Here was common-sense, practical, hard-headed training instead of worry. Bend your sense, your intellect, your time, your energy, to seeking how to train your children, instead of doing the senseless, foolish, inane, and utterly useless thing of worrying about them.
Imagine being the child of an anxious parent, who sees sickness in every unusual move or mood of her boy or girl. A little clearing of the throat—“I’m sure he’s going to have croup or diphtheria.” The girl unconsciously puts her hand to her brow—“What’s the matter with your head, dearie; got a headache?” A lad feels a trifle uncomfortable in his clean shirt and wiggles about—“I’m sure Tom’s coming down with fever, he’s so restless and he looks so flushed!”
God forbid that I should ever appear to caricature the wise care of a devoted mother. That is not what I aim to do. I seek, with intenseness of purpose, to show the folly, the absurdity of the anxieties, the worries, the unnecessary and unreasonable cares of many mothers. For the moment Fear takes possession of them, some kind of nagging is sure to begin for the child. “Oh, Tom, you mustn’t do this,” or, “Maggie, my darling, you must be careful of that,” and the child is not only nagged, but is thus placed under bondage to the mother’s unnecessary alarm. No young life can suffer this bondage without injury. It destroys freedom and spontaneity, takes away that dash and vigor, that vim and daring that essentially belong to youth, and should be the unhampered heritage of every child. I’d far rather have a boy and girl of mine get sick once in a while—though that is by no means necessary—than have them subjected to the constant fear that they might be sick. And when boys and girls wake up to the full consciousness that their parents’ worries are foolish, unnecessary, and self-created, the mental and moral influence upon them is far more pernicious than many even of our wisest observers have perceived.
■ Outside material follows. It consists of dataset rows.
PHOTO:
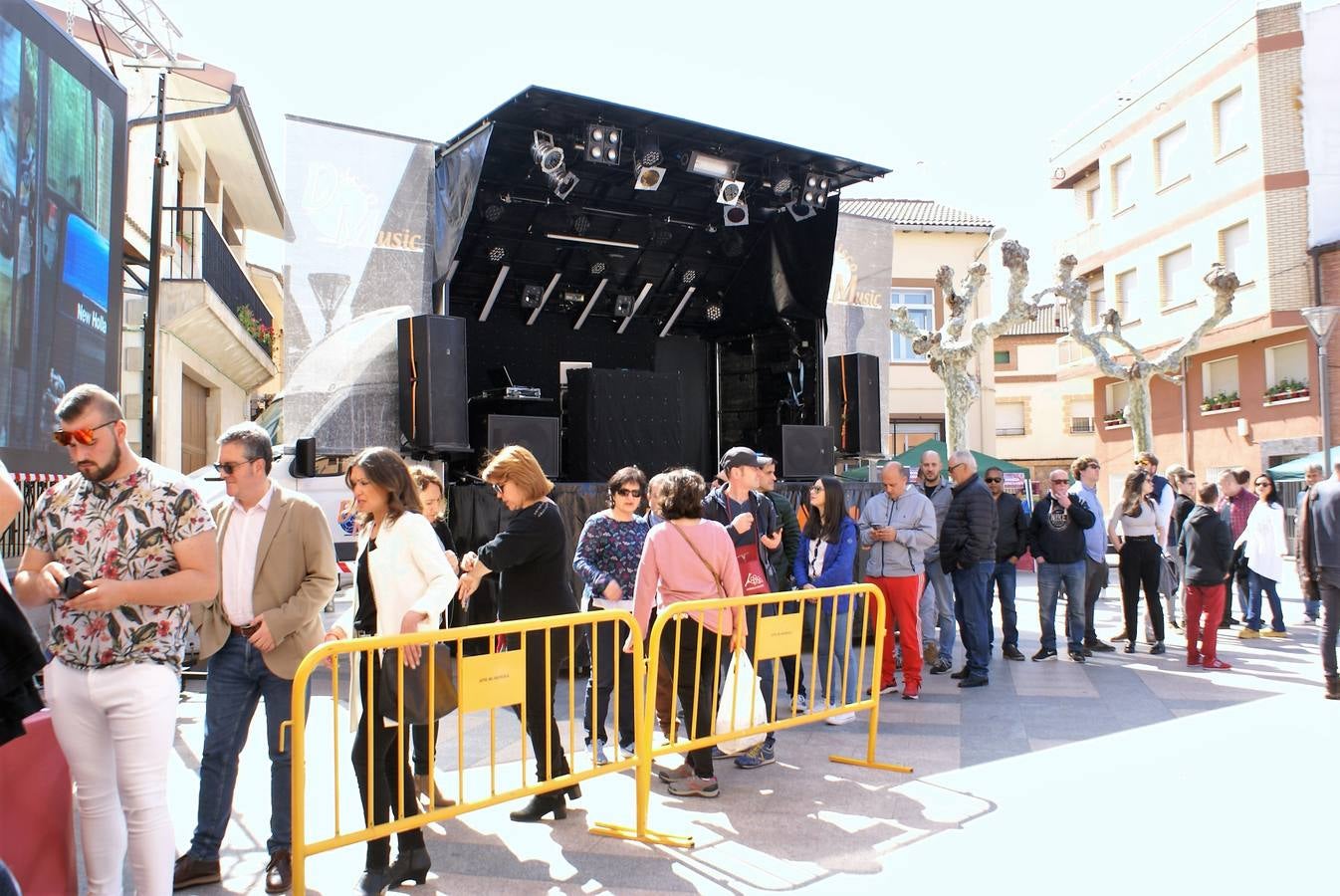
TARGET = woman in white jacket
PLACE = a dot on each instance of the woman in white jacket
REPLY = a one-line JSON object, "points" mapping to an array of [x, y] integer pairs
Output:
{"points": [[1263, 547], [403, 582]]}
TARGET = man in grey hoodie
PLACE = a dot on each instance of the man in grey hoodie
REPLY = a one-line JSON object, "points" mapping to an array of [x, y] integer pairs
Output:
{"points": [[898, 527]]}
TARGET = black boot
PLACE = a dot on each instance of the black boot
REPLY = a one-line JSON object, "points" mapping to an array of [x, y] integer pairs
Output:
{"points": [[411, 864], [542, 805]]}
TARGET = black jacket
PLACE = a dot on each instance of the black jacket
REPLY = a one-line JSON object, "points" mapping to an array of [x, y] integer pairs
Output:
{"points": [[969, 531], [1056, 534], [1010, 528], [766, 523], [1207, 546]]}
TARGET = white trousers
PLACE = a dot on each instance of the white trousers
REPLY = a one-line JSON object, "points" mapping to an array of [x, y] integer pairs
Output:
{"points": [[115, 726]]}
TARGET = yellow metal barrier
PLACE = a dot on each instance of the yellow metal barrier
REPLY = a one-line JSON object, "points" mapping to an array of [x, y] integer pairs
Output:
{"points": [[778, 636], [485, 682]]}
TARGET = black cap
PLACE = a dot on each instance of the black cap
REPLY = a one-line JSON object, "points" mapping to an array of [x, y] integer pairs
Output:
{"points": [[739, 457]]}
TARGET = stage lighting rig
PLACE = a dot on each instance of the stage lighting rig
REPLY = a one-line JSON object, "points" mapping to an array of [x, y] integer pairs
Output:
{"points": [[604, 143]]}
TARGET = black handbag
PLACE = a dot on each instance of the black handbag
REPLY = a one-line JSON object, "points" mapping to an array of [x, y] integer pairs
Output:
{"points": [[417, 712]]}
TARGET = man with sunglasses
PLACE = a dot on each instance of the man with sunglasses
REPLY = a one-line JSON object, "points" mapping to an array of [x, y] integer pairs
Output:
{"points": [[278, 570], [116, 552]]}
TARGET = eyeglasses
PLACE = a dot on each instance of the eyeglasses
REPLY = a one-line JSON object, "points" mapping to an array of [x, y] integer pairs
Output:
{"points": [[65, 438], [227, 469]]}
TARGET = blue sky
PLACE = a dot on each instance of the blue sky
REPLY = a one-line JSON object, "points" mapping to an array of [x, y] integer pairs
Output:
{"points": [[960, 98]]}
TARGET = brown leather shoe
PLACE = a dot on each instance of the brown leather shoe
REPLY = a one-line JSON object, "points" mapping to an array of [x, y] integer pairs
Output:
{"points": [[189, 872], [279, 872]]}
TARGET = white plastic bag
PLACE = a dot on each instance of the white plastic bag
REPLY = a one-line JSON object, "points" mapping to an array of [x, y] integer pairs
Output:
{"points": [[744, 685]]}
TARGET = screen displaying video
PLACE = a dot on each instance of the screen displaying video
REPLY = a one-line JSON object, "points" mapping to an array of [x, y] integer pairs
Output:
{"points": [[62, 200]]}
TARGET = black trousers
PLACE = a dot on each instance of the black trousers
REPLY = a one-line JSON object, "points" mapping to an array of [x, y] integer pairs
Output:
{"points": [[697, 682], [541, 725], [389, 768], [1141, 565]]}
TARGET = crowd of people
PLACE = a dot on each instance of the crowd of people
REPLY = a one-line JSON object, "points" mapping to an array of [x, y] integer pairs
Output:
{"points": [[128, 559]]}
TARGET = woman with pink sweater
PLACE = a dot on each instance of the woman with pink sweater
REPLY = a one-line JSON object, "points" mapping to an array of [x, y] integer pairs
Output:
{"points": [[690, 559]]}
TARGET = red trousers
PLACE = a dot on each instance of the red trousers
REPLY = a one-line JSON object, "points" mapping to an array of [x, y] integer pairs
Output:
{"points": [[901, 597], [1209, 600]]}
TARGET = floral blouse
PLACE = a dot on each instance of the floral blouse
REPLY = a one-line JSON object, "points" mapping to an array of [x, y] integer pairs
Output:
{"points": [[122, 530]]}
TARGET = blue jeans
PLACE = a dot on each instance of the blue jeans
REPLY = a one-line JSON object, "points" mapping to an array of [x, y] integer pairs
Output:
{"points": [[973, 609], [1050, 578], [237, 681], [937, 607], [1003, 576], [1258, 584]]}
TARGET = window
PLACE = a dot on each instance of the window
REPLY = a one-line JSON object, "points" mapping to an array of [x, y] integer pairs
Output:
{"points": [[1286, 365], [1177, 279], [1118, 395], [1009, 418], [1172, 162], [1230, 127], [1220, 378], [1098, 305], [1122, 185], [1126, 299], [920, 305], [1235, 249], [1081, 415]]}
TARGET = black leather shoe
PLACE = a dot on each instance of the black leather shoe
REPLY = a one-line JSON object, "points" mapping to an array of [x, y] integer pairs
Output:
{"points": [[279, 872], [411, 864], [542, 805], [372, 883], [190, 872]]}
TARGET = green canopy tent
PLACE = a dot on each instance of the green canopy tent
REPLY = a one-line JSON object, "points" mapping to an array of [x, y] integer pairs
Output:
{"points": [[1297, 468]]}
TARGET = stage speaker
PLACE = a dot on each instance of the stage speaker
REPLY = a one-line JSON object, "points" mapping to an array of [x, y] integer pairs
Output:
{"points": [[619, 418], [854, 403], [538, 434], [432, 371], [806, 452]]}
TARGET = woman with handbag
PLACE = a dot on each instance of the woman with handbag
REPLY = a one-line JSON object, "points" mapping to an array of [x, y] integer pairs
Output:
{"points": [[403, 582], [607, 556], [690, 559], [827, 559], [530, 556]]}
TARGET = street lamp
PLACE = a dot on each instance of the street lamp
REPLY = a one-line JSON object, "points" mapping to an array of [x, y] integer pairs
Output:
{"points": [[1321, 321]]}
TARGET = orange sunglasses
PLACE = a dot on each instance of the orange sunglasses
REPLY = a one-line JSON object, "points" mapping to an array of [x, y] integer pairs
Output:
{"points": [[65, 438]]}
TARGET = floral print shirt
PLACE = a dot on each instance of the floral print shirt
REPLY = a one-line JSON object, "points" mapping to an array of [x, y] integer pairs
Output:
{"points": [[122, 530]]}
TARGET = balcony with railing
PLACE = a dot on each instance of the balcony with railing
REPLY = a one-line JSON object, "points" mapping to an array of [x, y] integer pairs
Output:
{"points": [[209, 303]]}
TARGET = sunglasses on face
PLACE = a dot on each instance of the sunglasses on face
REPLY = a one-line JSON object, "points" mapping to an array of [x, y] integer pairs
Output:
{"points": [[65, 438], [227, 469]]}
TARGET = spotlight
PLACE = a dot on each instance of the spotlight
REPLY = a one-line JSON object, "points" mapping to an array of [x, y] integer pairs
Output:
{"points": [[729, 192], [815, 189], [649, 177], [604, 143], [562, 183], [736, 216], [546, 153], [712, 166]]}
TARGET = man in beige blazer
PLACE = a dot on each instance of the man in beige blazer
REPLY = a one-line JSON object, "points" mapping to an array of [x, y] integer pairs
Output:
{"points": [[276, 573]]}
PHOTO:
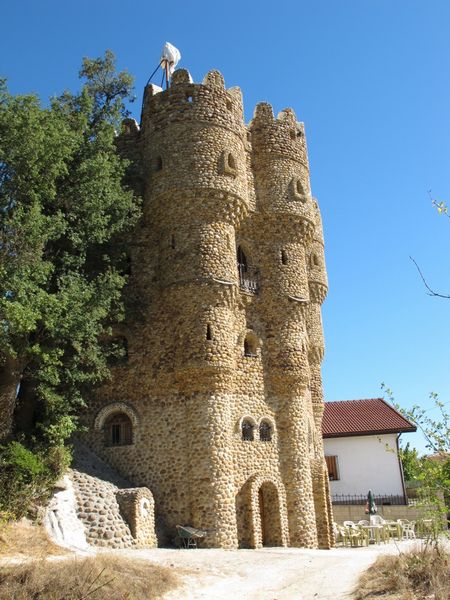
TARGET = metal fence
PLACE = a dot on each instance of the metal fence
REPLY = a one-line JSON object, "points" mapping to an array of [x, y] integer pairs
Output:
{"points": [[380, 500]]}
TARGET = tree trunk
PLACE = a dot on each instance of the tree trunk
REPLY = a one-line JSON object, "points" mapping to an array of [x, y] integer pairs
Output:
{"points": [[9, 380]]}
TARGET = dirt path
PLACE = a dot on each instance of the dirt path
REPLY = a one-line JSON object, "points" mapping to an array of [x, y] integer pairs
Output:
{"points": [[268, 574]]}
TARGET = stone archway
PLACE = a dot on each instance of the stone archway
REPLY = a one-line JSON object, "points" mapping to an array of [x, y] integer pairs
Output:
{"points": [[244, 518], [269, 514], [261, 514]]}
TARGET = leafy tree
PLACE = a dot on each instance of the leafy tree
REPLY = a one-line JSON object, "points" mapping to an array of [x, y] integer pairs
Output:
{"points": [[432, 470], [63, 211]]}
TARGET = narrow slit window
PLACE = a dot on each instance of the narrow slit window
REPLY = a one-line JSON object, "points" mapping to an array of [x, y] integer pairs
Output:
{"points": [[248, 431], [231, 162], [332, 466], [265, 432], [315, 260], [250, 348], [118, 430]]}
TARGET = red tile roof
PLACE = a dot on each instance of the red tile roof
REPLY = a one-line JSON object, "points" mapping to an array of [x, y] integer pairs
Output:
{"points": [[362, 417]]}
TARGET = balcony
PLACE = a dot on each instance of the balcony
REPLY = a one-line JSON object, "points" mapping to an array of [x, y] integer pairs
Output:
{"points": [[248, 279]]}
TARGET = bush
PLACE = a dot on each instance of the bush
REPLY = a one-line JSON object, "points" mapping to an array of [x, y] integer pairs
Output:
{"points": [[26, 477], [104, 576]]}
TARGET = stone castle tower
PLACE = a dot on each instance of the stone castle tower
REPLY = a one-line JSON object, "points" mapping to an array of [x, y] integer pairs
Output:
{"points": [[217, 408]]}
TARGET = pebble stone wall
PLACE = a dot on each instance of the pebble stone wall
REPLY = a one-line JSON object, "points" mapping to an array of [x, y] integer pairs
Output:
{"points": [[211, 184], [113, 514]]}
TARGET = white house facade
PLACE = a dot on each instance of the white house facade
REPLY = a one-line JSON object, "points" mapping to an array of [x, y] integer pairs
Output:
{"points": [[361, 449]]}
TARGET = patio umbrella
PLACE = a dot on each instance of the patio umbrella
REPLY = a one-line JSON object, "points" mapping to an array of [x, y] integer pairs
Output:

There never was a boy or girl who was worried over, who was not annoyed, fretted, injured, and cursed by it, instead of being benefited. The benefit received from the love of the parent was in spite of the worry, and not because of it. Worry is a hindrance, a deterrent, a restraint; it is always putting a curbing hand upon the natural exuberance and enthusiasm of youth. It says, “Don’t, don’t,” with such fierce persistence, that it kills initiative, destroys endeavor, murders naturalness, and drives its victims to deception, fraud, and secrecy to gain what they feel to be natural, reasonable and desirable ends.